All the ladies love Wakana.
To be sure, the young man's sewing skills are off the charts and his tendency to smooth over the thorniest of outbursts with a cool smile is unparalleled. Wakana Gojo, a loner and a high schooler without many hobbies, has suddenly found himself a necessity for a handful of cosplay goddesses who couldn't survive without him. MY DRESS-UP DARLING #4 wraps up the cosplay collab between the ever-ebullient Marin Kitagawa and the reluctant tsundere Sajuna Inui. Will this new team of unlikely friends find its way toward something more?

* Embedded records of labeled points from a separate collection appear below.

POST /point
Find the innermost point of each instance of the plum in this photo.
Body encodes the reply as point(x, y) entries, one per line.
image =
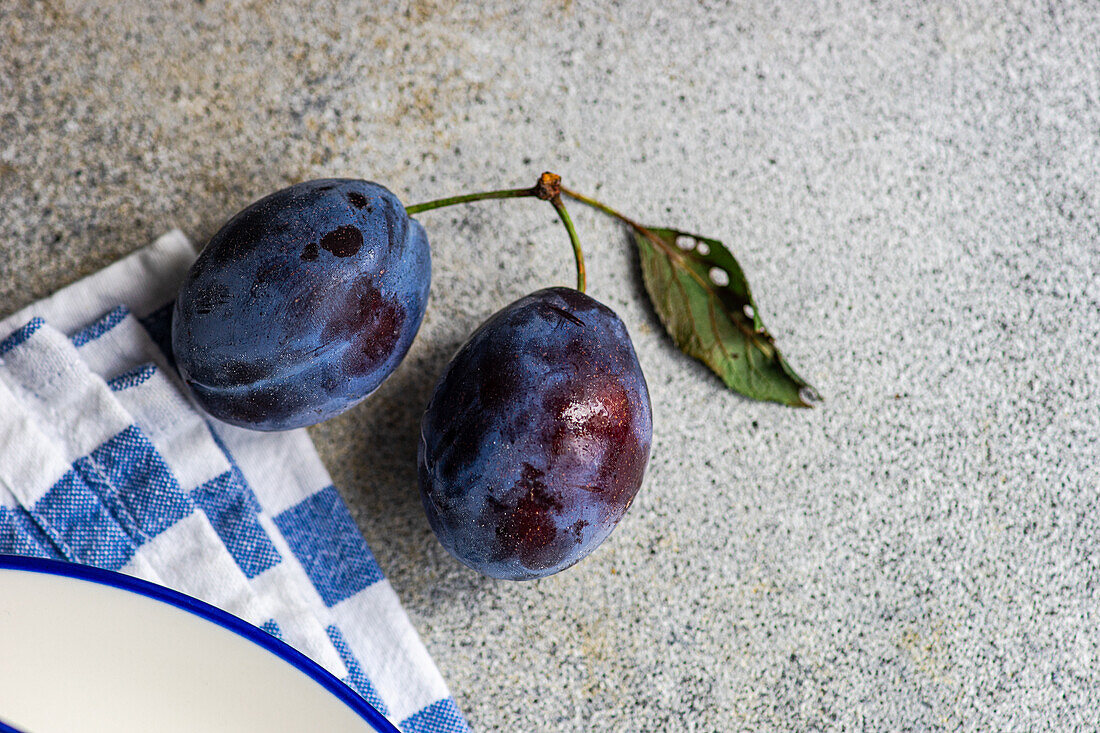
point(301, 304)
point(536, 438)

This volume views the comical streamlining of cosplay chaos largely through the eyes of Sajuna, a girl whose solitary gaze and firm sense of self feel exclusory even when it's not. Sajuna enjoys the sensory exploration that cosplay permits. She and her little sister, Shinju, together explore the interplay of real and imaginary with top-notch photography and knee-deep research into fantasy worlds hitherto uninvestigated. It's a detailed, invested, at times cerebral appreciation for the difficulty of the art.

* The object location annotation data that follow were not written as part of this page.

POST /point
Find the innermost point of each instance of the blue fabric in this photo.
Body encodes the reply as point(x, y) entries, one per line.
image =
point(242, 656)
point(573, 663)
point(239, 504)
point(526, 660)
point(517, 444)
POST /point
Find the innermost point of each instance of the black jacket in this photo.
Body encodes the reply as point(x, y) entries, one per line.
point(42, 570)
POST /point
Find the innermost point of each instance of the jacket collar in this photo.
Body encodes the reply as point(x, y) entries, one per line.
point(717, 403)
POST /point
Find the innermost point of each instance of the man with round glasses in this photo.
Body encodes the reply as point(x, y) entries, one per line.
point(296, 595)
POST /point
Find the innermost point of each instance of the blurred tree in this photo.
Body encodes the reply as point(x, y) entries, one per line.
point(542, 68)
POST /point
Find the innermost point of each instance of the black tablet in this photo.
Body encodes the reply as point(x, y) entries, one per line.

Which is probably why Marin's emotional sincerity feels so alien to the girl. Which is why Wakana's kindness feels so out of place to the girl. Which is why, when these foreign elements clash and combine and invade her sacred space, Sajuna feels frazzled.
However, as readers are well aware by now, jealousy and uncertainty frequently yield to wonder and curiosity. MY DRESS-UP DARLING #4 maintains the manga's close affection for inheriting self-discovery as a byproduct of unfurling increasingly newer and complex relational dynamics. The more Wakana involves himself with Marin, Sajuna, and Shinju, the more clearly he discerns the importance of the courage required to be oneself under difficult or strenuous conditions.

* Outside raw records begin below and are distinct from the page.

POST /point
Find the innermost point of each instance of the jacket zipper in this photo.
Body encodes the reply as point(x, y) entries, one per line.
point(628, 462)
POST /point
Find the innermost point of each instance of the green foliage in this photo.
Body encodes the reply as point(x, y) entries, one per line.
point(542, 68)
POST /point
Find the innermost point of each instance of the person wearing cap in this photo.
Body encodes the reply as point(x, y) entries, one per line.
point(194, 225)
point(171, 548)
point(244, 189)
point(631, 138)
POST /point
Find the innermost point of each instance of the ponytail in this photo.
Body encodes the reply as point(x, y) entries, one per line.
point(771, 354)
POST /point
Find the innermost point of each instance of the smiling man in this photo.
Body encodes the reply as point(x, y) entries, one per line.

The manga continues to serve as a solid introduction to the engagement and diversity at the heart of cosplay. Cross-dressing. Modifying off-the-rack clothes. Discussing eye shapes. Sculpting and contouring the face with contrast and shadow. Styling wigs for beginners. For readers addressing cosplay from every angle possible, this manga might serve as an enlightening addition to the home catalogue.
This volume focuses on successful cosplay more so than acquiescing to the ecchi subplots that run parallel to the greater narrative. There are some glorified panty shots and busty close-ups, but that's all. It's somewhat baffling for the publisher to have rated this comic book "M" (mature) when it hews so closely to traditional ecchi tropes (that is, no vulgar dialogue and no nudity, only the suggestion of possible impropriety, which never actually occurs). Whatever the case, the book's simmering romantic drama takes a backseat. Although Marin's sulky face in the book's final chapter, when she learns Wakana invited another girl to his home to chat about cosplay, totally makes up for it.